Joseph Jacotot E. U. Langue Maternelle Quatorzième Leçon - 3

Publié le par Joseph Jacotot




Pages 137 à 141

Quatorzième leçon - Troisième partie

 

L’ode, la poésie descriptive, la comédie, la tragédie etc., tous les sujets de littérature : dire ce que c’est. Il suffit pour cela de regarder et de savoir le français; j’en ai la preuve : faites l’expérience, et vous verrez.

Un objet quelconque : une fleur, un miroir, le serin, le chat etc; bien entendu que, s’il s’agit d’une fleur, par exemple, l’élève ne parlera ni de pétales ni de corolle ; il sait bien ce que c’est ; mais il n’en connaît pas le nom. Qu’importe, il tirera ses termes et ses expressions de la langue commune, jusqu’à ce qu’il sache les langues particulières qu’elle contient. Il y a dans une langue une infinité de langues particulières, même en littérature. Il y a la langue du barreau, celle de la chaire etc., ainsi de suite pour tous les genres. Il y a la langue de l’ode, celle de la tragédie, de la comédie, de la prose dans tel cas, de la prose dans tel autre. Le génie ne peut rien deviner de tout cela; et voilà pourquoi tel homme, qui n’en sait qu’une, parle mal toutes les autres, quel que soit son génie. Tel autre en sait deux ou trois et passe pour un génie universel. On oublie qu’il ignorait la langue de l’ode et celle des comédies etc.; car il avait assez de génie : ce sont les signes qu’il ne connaissait pas. 

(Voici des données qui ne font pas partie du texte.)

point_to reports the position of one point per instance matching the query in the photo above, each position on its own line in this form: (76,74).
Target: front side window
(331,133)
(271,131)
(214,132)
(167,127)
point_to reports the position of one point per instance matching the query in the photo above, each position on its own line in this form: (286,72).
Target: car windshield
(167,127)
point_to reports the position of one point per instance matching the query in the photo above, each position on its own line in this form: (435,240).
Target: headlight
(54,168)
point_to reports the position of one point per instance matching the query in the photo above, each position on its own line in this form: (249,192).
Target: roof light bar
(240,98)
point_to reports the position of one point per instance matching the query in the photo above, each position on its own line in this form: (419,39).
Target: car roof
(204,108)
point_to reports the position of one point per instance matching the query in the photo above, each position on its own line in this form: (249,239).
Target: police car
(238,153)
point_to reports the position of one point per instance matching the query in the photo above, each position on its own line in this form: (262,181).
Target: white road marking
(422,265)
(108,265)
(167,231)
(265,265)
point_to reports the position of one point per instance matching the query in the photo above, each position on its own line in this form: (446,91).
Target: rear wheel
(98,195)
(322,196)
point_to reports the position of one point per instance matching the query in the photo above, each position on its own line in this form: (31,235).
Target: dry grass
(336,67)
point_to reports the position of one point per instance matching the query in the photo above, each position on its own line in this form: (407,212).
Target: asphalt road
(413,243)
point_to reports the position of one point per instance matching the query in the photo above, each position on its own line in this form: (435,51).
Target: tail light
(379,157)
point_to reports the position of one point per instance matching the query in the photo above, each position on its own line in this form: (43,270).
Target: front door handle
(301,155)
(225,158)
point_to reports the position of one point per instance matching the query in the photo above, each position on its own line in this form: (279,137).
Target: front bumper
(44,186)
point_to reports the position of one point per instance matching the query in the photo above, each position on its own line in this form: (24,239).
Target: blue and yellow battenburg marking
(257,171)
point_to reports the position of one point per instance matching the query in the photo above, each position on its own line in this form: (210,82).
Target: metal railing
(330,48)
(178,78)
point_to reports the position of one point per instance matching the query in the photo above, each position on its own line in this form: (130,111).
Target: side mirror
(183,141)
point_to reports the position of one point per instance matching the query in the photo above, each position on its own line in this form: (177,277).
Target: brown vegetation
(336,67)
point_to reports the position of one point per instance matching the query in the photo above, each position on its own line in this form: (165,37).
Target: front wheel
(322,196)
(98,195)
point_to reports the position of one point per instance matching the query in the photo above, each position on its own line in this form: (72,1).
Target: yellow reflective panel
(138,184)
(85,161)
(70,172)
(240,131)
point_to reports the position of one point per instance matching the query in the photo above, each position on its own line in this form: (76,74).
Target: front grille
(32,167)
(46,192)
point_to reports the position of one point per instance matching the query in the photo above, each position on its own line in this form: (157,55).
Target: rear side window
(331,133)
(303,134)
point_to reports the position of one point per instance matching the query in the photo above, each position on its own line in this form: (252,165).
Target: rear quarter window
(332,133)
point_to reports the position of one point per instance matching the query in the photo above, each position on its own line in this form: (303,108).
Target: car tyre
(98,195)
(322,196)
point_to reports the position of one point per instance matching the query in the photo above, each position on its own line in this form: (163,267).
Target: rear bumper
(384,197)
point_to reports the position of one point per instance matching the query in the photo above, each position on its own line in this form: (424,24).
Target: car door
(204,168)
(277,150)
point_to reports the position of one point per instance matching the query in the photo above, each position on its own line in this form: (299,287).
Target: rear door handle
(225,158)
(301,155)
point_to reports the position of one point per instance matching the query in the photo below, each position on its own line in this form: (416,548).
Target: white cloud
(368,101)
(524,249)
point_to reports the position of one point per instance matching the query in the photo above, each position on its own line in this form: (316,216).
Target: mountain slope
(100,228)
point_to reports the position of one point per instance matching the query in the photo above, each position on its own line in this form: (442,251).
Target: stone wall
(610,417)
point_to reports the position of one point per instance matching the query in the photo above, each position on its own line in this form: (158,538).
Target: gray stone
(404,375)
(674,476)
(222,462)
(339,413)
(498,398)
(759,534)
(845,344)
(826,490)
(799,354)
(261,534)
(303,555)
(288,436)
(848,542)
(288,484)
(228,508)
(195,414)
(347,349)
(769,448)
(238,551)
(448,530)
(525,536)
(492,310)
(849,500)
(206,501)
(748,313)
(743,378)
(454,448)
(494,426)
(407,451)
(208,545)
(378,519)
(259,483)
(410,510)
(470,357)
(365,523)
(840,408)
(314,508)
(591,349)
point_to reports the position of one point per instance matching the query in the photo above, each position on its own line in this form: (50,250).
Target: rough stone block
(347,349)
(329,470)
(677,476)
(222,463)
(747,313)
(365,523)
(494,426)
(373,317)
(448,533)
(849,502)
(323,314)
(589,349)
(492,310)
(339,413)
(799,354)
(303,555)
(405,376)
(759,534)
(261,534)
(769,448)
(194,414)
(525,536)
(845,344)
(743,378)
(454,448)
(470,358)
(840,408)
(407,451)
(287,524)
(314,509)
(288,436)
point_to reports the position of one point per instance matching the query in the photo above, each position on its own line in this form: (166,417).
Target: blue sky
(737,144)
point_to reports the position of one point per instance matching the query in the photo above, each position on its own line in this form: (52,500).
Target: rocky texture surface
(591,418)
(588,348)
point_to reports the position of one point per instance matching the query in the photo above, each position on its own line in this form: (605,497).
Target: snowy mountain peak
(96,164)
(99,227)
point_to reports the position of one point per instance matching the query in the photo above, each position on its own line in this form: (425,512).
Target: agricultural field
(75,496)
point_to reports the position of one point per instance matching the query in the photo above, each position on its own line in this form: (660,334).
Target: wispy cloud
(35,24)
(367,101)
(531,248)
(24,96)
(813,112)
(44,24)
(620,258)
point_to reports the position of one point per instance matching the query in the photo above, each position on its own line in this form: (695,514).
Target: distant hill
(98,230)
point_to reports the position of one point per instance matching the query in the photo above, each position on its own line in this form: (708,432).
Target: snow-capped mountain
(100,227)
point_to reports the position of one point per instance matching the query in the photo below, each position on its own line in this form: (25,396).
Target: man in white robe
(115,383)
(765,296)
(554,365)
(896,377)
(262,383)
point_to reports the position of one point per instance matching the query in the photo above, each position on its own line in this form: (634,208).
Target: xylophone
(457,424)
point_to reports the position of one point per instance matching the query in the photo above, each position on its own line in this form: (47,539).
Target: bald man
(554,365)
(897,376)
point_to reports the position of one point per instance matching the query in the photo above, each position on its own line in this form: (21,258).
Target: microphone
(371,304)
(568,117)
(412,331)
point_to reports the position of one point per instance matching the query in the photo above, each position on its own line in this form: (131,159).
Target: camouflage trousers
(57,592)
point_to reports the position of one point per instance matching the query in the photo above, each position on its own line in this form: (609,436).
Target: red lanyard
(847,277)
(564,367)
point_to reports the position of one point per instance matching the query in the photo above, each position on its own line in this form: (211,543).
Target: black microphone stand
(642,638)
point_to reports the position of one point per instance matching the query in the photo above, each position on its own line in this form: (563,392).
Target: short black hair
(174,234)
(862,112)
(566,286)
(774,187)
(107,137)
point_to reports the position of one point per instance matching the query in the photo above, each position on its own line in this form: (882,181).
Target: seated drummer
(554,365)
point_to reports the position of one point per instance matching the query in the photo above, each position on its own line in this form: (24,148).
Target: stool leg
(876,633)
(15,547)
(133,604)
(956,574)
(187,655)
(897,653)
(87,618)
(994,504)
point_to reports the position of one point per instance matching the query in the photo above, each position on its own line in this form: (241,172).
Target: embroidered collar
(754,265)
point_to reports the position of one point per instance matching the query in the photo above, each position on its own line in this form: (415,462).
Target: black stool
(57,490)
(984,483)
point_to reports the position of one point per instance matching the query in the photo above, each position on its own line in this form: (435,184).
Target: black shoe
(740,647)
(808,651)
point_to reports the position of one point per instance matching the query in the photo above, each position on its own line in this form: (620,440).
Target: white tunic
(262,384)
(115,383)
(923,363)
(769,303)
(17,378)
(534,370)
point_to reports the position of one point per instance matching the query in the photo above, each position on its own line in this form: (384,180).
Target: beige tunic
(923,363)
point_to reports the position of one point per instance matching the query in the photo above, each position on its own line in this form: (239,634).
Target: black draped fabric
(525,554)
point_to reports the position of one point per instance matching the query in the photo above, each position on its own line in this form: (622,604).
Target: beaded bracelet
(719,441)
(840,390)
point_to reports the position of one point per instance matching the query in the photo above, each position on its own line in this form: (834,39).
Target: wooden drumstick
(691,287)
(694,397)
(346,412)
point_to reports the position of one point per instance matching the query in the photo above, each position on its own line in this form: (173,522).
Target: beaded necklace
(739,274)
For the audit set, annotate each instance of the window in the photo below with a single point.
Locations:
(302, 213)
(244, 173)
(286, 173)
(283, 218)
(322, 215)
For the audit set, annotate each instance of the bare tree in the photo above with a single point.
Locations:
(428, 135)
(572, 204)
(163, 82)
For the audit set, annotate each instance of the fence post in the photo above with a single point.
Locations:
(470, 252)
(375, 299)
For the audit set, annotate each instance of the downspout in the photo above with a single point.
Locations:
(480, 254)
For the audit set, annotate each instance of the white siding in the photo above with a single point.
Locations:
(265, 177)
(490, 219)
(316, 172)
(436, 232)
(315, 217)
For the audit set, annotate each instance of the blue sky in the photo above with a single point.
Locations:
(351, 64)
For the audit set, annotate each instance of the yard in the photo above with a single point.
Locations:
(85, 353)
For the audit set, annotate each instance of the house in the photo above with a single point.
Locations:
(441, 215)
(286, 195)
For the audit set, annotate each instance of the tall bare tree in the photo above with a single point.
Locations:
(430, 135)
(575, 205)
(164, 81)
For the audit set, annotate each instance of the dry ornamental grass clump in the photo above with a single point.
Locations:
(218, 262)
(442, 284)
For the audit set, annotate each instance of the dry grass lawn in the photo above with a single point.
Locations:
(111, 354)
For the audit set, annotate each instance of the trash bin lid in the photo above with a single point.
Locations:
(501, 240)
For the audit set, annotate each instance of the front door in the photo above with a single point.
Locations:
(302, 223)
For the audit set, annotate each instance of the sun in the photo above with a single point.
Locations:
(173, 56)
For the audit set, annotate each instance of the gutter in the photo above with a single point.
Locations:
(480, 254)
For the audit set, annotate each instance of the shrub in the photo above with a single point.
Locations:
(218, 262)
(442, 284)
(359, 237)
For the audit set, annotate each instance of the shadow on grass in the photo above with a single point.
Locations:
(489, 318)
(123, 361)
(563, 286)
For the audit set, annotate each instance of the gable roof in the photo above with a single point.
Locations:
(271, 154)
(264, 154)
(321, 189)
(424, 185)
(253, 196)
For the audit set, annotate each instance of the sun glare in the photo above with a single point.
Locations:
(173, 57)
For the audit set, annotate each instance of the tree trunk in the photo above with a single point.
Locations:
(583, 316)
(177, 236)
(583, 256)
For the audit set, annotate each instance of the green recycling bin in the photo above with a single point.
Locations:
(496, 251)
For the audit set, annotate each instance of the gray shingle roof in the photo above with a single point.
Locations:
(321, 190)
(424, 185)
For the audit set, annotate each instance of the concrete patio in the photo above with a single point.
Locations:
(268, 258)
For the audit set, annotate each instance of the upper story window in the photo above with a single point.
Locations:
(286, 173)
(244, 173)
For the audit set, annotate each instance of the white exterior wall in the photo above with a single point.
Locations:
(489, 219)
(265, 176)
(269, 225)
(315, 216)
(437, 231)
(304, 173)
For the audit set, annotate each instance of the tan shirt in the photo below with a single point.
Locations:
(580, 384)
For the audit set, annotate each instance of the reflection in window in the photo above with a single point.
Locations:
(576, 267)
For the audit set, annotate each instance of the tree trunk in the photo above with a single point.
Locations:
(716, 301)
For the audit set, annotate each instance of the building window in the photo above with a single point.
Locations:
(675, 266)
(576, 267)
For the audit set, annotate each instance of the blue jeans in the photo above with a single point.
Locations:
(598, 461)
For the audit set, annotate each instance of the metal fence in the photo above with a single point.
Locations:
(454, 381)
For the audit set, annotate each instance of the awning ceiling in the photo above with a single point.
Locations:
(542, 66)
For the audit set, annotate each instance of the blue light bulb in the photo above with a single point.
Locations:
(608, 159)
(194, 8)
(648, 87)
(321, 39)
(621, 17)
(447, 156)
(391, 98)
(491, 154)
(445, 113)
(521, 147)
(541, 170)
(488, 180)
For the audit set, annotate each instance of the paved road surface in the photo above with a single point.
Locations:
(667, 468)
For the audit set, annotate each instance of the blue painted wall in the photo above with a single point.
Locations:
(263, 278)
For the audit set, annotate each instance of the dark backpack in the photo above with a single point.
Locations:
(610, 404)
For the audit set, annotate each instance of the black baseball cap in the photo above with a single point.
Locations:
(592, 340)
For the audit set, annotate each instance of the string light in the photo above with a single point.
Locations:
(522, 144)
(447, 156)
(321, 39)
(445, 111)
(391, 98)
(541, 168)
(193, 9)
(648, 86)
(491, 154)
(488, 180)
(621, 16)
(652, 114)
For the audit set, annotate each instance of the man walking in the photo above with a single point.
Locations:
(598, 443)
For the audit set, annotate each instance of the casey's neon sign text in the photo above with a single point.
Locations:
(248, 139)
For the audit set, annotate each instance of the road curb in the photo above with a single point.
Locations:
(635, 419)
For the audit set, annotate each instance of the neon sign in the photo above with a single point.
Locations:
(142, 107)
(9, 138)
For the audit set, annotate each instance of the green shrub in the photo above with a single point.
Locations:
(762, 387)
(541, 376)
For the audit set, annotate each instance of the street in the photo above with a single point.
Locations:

    L’erreur vient de ce qu’on étudie les langues comme si elles n’étaient qu’un recueil de mots : on croit qu’on possède la langue, et l’on n’est encore nulle part. Peut-on savoir toute une langue ? Non, par la raison que je viens de dire. Cette raison est-elle bonne ? Je le crois et je vous conseille d’étudier d’après cette supposition.

APOLLON

    «  Le premier sentiment qu’inspire cette superbe tête est l’admiration. On a peine à comprendre que la nature, quoique si belle, produisit jamais un tel chef-d’œuvre de perfection. Je ne crains pas de dire perfection ; tout y est, du moins aux yeux des hommes. La justesse de proportions, la grâce des contours, la finesse, le moelleux, la délicatesse des traits, tout s’y trouve réuni dans le plus admirable ensemble. Ce qui frappe surtout dans cette tête, dont la position même est à la fois si naturelle et si noble, c’est l’expression de la figure. On voit sur cette bouche entr’ouverte, dont la lèvre est un peu relevée, ce sourire de dédain qu’éprouve le dieu du jour, à la vue du serpent audacieux qu’une de ses flèches va percer. Comme le regard de cet œil fixe bien le mépris que lui inspire l’impuissance du reptile qui ose le braver, comme la tranquillité de ce visage si beau montre le calme et l’assurance de son cœur ! Il ne craint pas le monstre qu’il va punir !… Jusque dans l’arrangement négligé, mais gracieux, de ces cheveux flottans, jusque sur ce front découvert et majestueux, on aperçoit la sérénité et le repos de son  âme. Un je ne sais quoi de doux, de mâle, d’énergique, d’élevé, donne à ce visage quelque chose de grand et de sublime, qu’on ne trouve point dans le commun des hommes et qui semble ne pouvoir jamais appartenir à leur nature. Enfin… c’est un dieu »

Synonymes de pensées.
Les moindres retardemens irritent son naturel ardent.
Réfléchissez : la moindre résistance enflamme sa colère.

Faire une pensée sur une pensée.
Dieu donne aux rois, quand il lui plait, de grandes et terribles leçons, a dit Bossuet.
Réflechissez : les révolutions donnent aux peuples de terribles, mais d’inutiles leçons.
L’esprit est souvent la dupe du cœur, a dit La Rochefoucault.
Réfléchissez : le cœur est souvent la dupe de l’esprit.
   
    Bien entendu que l’élève doit toujours montrer le fait que lui a inspiré cette réflexion; autrement il est sorti de l’Enseignement universel. Il travaille de génie, c’est à dire à tâtons et en aveugle : il n’est sûr de rien.

Madame de Sévigné savait : Après la pluie vient le beau temps; et elle a dit : Après la pluie vient la pluie. Voilà un exemple : il y en a une infinité d’autres.